I installed a new chain on it the other day. Followed all the instructions (http://makita.com/en-us/Assets/Images/Products/UC4030A/owners_manuals/UC3530A,UC4030A manual.pdf), or at least I think I did. The very 1st time I used it with the new chain, the chain came off of the blade after about a minute of cutting.

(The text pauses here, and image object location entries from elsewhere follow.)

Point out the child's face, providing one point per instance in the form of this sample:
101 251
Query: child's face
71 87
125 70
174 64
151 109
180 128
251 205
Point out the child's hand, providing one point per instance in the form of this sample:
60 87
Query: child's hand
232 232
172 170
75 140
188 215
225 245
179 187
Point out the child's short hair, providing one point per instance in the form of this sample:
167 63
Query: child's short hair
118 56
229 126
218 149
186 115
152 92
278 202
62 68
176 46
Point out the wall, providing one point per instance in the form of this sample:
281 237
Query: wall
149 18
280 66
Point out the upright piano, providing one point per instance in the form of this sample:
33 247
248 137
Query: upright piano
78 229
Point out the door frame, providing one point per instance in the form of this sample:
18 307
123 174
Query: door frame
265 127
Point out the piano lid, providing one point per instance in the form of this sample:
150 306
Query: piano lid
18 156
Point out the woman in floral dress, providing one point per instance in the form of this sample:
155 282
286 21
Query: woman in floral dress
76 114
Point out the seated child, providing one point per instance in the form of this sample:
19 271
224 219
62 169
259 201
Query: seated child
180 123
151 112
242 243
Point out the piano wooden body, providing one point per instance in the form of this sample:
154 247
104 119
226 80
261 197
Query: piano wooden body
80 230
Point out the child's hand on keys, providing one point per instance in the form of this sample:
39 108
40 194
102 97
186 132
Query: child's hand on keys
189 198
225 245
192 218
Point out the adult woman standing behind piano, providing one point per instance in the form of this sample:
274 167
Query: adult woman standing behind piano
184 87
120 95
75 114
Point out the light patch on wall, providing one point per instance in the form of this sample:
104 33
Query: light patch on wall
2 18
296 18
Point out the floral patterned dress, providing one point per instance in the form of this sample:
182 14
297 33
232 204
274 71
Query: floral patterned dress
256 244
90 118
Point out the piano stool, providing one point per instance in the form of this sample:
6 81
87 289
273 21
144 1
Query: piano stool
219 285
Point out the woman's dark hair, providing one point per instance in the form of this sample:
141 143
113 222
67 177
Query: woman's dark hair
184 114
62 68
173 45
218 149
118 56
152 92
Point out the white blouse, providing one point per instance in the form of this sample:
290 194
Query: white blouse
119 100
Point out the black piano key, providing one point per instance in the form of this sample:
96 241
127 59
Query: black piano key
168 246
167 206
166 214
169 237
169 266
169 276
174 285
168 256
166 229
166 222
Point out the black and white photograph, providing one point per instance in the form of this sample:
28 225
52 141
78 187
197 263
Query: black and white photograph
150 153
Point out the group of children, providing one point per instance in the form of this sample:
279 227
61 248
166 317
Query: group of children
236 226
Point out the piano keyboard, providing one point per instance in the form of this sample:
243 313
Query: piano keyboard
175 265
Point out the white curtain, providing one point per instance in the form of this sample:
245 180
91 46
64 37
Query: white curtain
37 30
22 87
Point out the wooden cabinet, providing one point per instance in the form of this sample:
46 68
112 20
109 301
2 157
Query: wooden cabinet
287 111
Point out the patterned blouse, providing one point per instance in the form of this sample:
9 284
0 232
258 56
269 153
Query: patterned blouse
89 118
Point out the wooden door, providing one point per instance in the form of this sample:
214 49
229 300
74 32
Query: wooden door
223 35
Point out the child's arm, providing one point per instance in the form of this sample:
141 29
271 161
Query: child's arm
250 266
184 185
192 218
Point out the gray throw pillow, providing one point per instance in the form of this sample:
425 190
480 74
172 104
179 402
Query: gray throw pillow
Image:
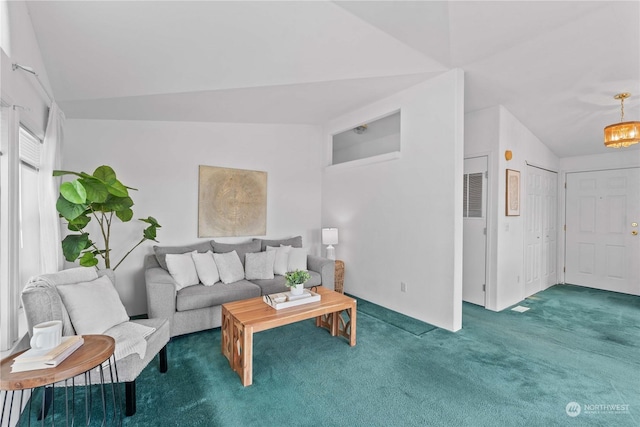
229 267
93 306
294 242
162 251
259 265
240 248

I took off the cover and tried to reinstall the chain. To do that I turned the chain tensioning screw (pg 9 of the manual) to adjust the tensioning pin. At some point I discovered that:
1. The pin is stuck in one corner and does not move.
2. The plastic cover next to the pin is broken (see photo)
3. The two bevel gears that are supposed to rotate when I rotate the tensioning screw are stuck and do not turn.

So questions:
1. How did the plastic cover break?
2. How do I get the gears to turn?
3. Other than the broken cover, what else might be wrong there and would need to be repaired or replaced?

Thank you!


----------



## ilyaz (Apr 28, 2010)

I just talked to Makita and some of the parts that I might need to replace won't be available until August! So I will try to repair it instead. I have one question: when I asked them what sort of lubricant I would need for the gears, they told me "#2 open gear grease". I searched for this on Amazon, HomeDepot, Lowes, and AdvanceAutoParts but did not find any matches. Do you know if there is a different name for it and/or some type of generic substitute? This is the gray stuff you can see on the photo between the two gears.

Thanks.


----------



## Wuzzat? (Apr 28, 2010)

ilyaz said:


> won't be available until August!
> if there is a different name for it and/or some type of generic substitute?


So it maybe a design defect and they are swamped by failures.

Maybe lithium grease?


----------



## ks_diy_guy (Apr 29, 2010)

My advice, buy a Stihl...


----------